I am paying for the majority of the wedding. Our venue fits over 400 people but we’ve decided to have our Ceremony and Reception there. This means we will split this gigantic room in half, one part for the Ceremony and one part for the Reception. I believe this cuts the capacity down to about 175 per section.
I think I’m just going to have a talk with them and explain again about the numbers. I now see that the best thing I can do it be consistent and firm. If I let one person slide, what’s going to stop her from trying to squeeze in 10 more people? If she still complains well tough luck to her!
Thanks for the advice ladies! I really appreciate it =)
Post # 7
You and you FH decide the list!
We had immediate family and close friends and that was that. FIL threw a fit about his 12 brothers & sisters (before spouses) not being invited & MIL well we didn’t even give her an option.
We told all of our parents right off that we made the guest list and that was that.

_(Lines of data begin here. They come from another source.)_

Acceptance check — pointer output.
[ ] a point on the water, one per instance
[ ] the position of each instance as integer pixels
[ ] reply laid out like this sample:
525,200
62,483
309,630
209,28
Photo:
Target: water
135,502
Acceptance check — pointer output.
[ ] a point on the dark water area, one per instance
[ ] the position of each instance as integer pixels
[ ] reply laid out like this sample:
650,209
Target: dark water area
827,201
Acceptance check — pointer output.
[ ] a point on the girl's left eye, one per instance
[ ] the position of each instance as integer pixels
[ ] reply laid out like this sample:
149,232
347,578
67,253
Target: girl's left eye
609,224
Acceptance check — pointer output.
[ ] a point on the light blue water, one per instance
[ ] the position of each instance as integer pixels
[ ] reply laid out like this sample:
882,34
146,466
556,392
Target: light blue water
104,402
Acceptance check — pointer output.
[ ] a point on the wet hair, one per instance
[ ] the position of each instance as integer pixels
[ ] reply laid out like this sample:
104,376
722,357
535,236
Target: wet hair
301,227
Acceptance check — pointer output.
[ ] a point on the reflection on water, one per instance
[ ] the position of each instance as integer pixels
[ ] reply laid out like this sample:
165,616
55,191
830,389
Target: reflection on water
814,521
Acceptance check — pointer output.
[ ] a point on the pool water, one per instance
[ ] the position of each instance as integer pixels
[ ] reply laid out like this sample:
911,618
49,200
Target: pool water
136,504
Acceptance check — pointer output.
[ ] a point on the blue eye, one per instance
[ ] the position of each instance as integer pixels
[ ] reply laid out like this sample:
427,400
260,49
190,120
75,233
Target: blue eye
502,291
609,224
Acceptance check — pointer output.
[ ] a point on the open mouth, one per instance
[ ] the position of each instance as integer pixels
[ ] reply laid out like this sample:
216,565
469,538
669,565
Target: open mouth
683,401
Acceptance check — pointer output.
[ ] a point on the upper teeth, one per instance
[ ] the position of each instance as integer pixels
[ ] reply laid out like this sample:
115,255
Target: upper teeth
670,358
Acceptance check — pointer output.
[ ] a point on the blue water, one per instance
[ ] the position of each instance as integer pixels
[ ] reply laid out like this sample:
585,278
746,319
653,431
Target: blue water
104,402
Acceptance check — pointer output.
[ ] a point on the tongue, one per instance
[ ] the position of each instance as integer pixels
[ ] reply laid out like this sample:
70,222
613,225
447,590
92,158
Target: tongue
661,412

We had about 5 of DH cousins that were invited but only b/c I was friends with them too… actually know them from church and we were friends before I even knew they were all related.
Ultimately they’ll get over it. Don’t take their junk on as yours and just let them steam if that’s what they want to do.
This is a great time for you and your FH to begin your foundation of standing by each other and having loyalty to each other and really only to each other. Decided what works best for you two and then FH just needs to put his foot down to his family. It has to be him though… not you.. b/c you doing it will only be seen as you trying to control… FH doing it will be him taking a stand for what will now be his family and it ultimately will be more well received and respected.
Good Luck and have fun with your planning! =)
EDIT:::: Oh and NO Children… we invted 89 total. adding their kids would’ve put us at 120! eek!
Post # 8
I was given some great advice from a friend who with her FH paid for their entire wedding themselves. Their criteria for coming to the weddings was as follows:
- Had to of met the bride
- Had to of met the groom
- Had to of seen the bride/groom after the age of 21(she was 29 at the time)
This eliminated a TON of people and than she said her wedding was only with the people they were closest to.
Now if I could just follow that advice. My FI would only have 12 people on his side!
Post # 9
I think its good to give everyone a set number and just let them know it will be intimate.
Post # 10
you guys should come up with an actual number of how many guests you want. and then decide how many will be from his side and how many will be from your side. I really dont think you should have told her that the hall fits 400. If your number is 200 then tell her thans how many you can afford to seat and stick to that.
Post # 11
I agree with PP about giving FMIL a set number, and sticking to it. But first I think you need to get more details situated before you take on anyone else’s requests. YOUR guest list comes first since you’re paying for it… then others’ if there’s space. Also make it crystal clear if you’re allowing children, because if you welcome some, you have to welcome all of them.
Another piece of advice: there’s no need to ‘go over the numbers’ with your FMIL, or anyone for that matter. Tell them how many they get and leave it at that. Further explanation isn’t necessary and will only lead to the other person finding ‘holes’ in your logic and weaseling in other people.
Post # 12
I understand exactly what your going through same problem here. We made our list but FMIL said she needed to review it. Our venue only holds 150 people so I told her that that was the very max that we could invite. We have also told her that it is our wedding and we have veto power. We also explained that if she would like to pay for the wedding then she could invite whoever she liked. I haven’t seen her version of the list yet, but hopefully it won’t have too many additions. Also if your FMIL is anything like mine I suggest highlighting guests that are from your side of the family so that she doesn’t cross them out because she doesn’t know them. Mine already tried that. Now everything is highlighted!!